Dette intérieure : le Gabon engage l’audit avant l’apurement

Lors de la clôture du Gabon Economic Forum (GEF), Alain‑Claude Kouakoua, président de la Fédération des entreprises du Gabon (FEG), a attiré l’attention sur le dossier le plus sensible de l’économie nationale : la dette que l’État traîne vis-à-vis des entreprises privées.

Bien qu’elle soit évaluée depuis des années à 4 340 milliards de FCFA, M. Kouakoua a estimé qu’elle était sans doute surévaluée. Selon le dirigeant de la FEG, toutes les créances présentées ne méritent pas d’être retenues. Certains dossiers sont contestables, leurs pièces insuffisantes ou irrégulières.

Un audit conjoint , mené de concert avec la Task Force dédiée et le ministère de l’Économie, va donc opérer un tri essentiel : séparer la dette certaine, dûment vérifiée et acceptée des deux côtés, de la dette incertaine qui ne fera l’objet d’aucun engagement. Aucun remboursement ne sera acté avant la fin de ce travail. Une conséquence est d’ores et déjà acquise : le montant définitif sera inférieur au chiffre qui circule depuis des mois. De plus, environ 50 % de cette dette aurait déjà été apurée depuis l’arrivée au pouvoir du CTRI en août 2023. Les entreprises ayant perçu les montants dus n’auraient jamais communiqué sur le sujet et ce silence aurait entretenu le flou, a aussi indiqué Alain-Claude Kouakoua.

Tout le prochain mécanisme correspond à l’une des recommandations du GEF 2026. Soit apurer en priorité la dette intérieure : crédits de TVA et arriérés sur marchés publics (mécanisme accéléré, titrisation, imputation croisée), dans le cadre d’un programme national d’apurement doté d’un tableau de suivi publié et d’un Comité national de suivi. Ce comité ne sera que la réinstauration du Club de Libreville.

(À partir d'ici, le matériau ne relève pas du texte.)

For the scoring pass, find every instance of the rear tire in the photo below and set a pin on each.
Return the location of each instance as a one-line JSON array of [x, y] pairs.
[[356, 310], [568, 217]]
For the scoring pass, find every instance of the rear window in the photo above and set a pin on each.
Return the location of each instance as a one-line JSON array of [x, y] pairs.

Si la fiabilité des statistiques publiques ou encore l’amélioration de la CNAMGS ont été au centre des débats, la dette que l’État doit aux entreprises privées a tenu le haut du panier.

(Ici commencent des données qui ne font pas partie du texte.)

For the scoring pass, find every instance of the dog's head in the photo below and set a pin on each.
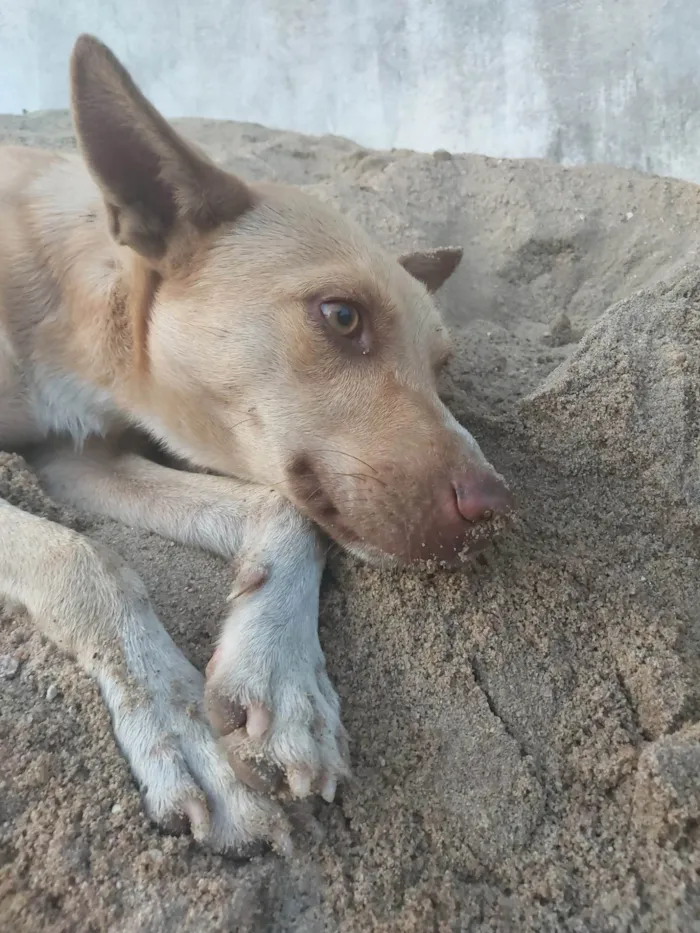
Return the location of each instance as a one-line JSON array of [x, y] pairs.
[[275, 341]]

Pour le secteur privé gabonais, cette annonce arrive à point nommé. Après des années de flou, de contentieux et d’attente, la voie est enfin ouverte à un règlement prévisible, négocié et vérifié. C’est, pour beaucoup, la condition première pour que l’État et les entreprises retrouvent petit à petit une confiance mutuelle.